Descubriendo al hombre auténtico que hay dentro de mí

Foto de Todd Quackenbush
Mi nombre es Alberto y tengo 32 años. De pequeño me hacía muchas preguntas acerca de lo que me pasaba. Como, por causa de mi entorno, nunca me atreví a preguntar a nadie ni a buscar una ayuda que no imaginaba que existía, me figuraba las respuestas a partir de lo que la sociedad y el entorno, dañino, me transmitía.
Pero gracias a Dios (hay quien diría por azar), las verdaderas respuestas llegaron a mí, y con ellas el auxilio que necesitaba. Mi testimonio, como el de todos, daría para un libro grueso, pero intentaré resumirlo y comprimirlo en estas líneas.
Crecí escuchando que había personas que nacían siendo gays. Eso no me encajaba. Yo, que siempre he tenido mucha memoria, recordaba a la perfección cuando siendo muy pequeño me sentía atraído por las chicas, no por los chicos.

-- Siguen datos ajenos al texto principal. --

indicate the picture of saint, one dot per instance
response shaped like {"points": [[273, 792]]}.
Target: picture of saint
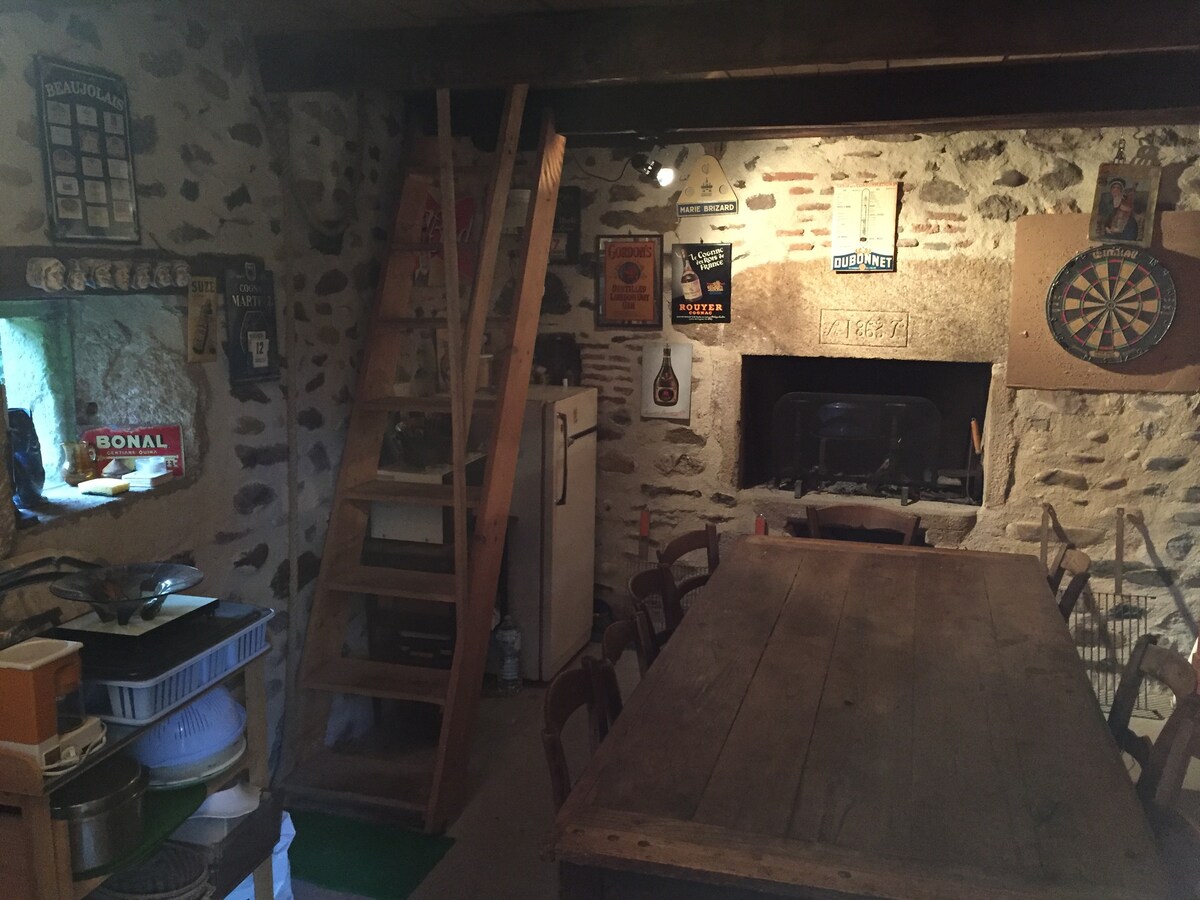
{"points": [[1123, 210], [1115, 217]]}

Me gustaban los juegos de niños y veía a las niñas como personas diferentes. Sin embargo, en la niñez más avanzada, tenía atracción por el mismo sexo. Y había otra cosa que sí que había tenido siempre: la sensibilidad. Siempre había sido más sensible que mis hermanos. Era muy creativo, buen dibujante, las películas tristes me afectaban demasiado (igual que las noticias impactantes) y sentía demasiada empatía por las personas que veía sufrir por la calle. Mi entorno me decía que la sensibilidad era de niñas, de débiles y de lo opuesto a ser un hombre hecho y derecho.

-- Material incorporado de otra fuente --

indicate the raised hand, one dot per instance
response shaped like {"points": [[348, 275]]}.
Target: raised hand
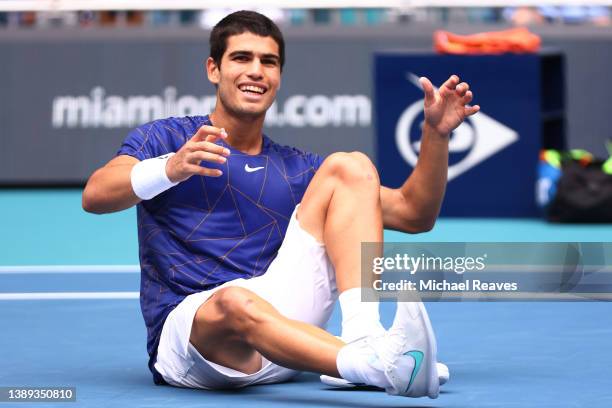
{"points": [[201, 147], [447, 107]]}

Al mismo tiempo era el pequeño de cinco hermanos, y era el preferido de mi madre. Era un niño alegre y cariñoso. Pero mi madre, nunca con mala intención, era dominante, invasiva, controlaba todas mis actitudes y me sobreprotegía demasiado. Mi padre, por otro lado, aunque era un padre entregado, estaba siempre condicionado por las decisiones de mi madre. Ella era la que mandaba en casa y él no cortaba esta intensidad maternal. En momentos en que yo necesité que mi padre me apartase de mi madre y me hiciese sentir un niño libre y valiente, no supo hacerlo. A veces yo me sentía “inferior” o menos capaz que mis hermanos mayores. Mi lugar no era con los fuertes, sino en la zona de confort y en el consuelo de mi madre. Mis hermanos, a su vez, se encargaron de que no me saliese de ese lugar. Se metían conmigo, se burlaban y reforzaban esta inseguridad.
De mayor me convertí en alguien que ocultaba la atracción por el mismo sexo. No quería tener esos sentimientos, así que lo tapaba como podía y nadie me descubrió nunca, ya que me convertí en alguien muy perfeccionista. Pero todo el dolor interior surgía una y otra vez a través de miedos, inseguridades, máscaras y, sobre todo, masturbación y pornografía. Me sentía mal conmigo mismo. Nunca podría sentirme atraído por una chica, ni menos casarme y formar una familia. Además, tenía pocos amigos varones, y demasiadas amigas. Las amistades masculinas y, sobre todo, los grupos numerosos de hombres, me imponían demasiado y me hacían sentirme pequeño. Y mi relación con mi madre era muy mala. Sin entender por qué, mi madre despertaba en mí una tensión y un estrés exagerado solo con su sola presencia, y yo no entendía el porqué.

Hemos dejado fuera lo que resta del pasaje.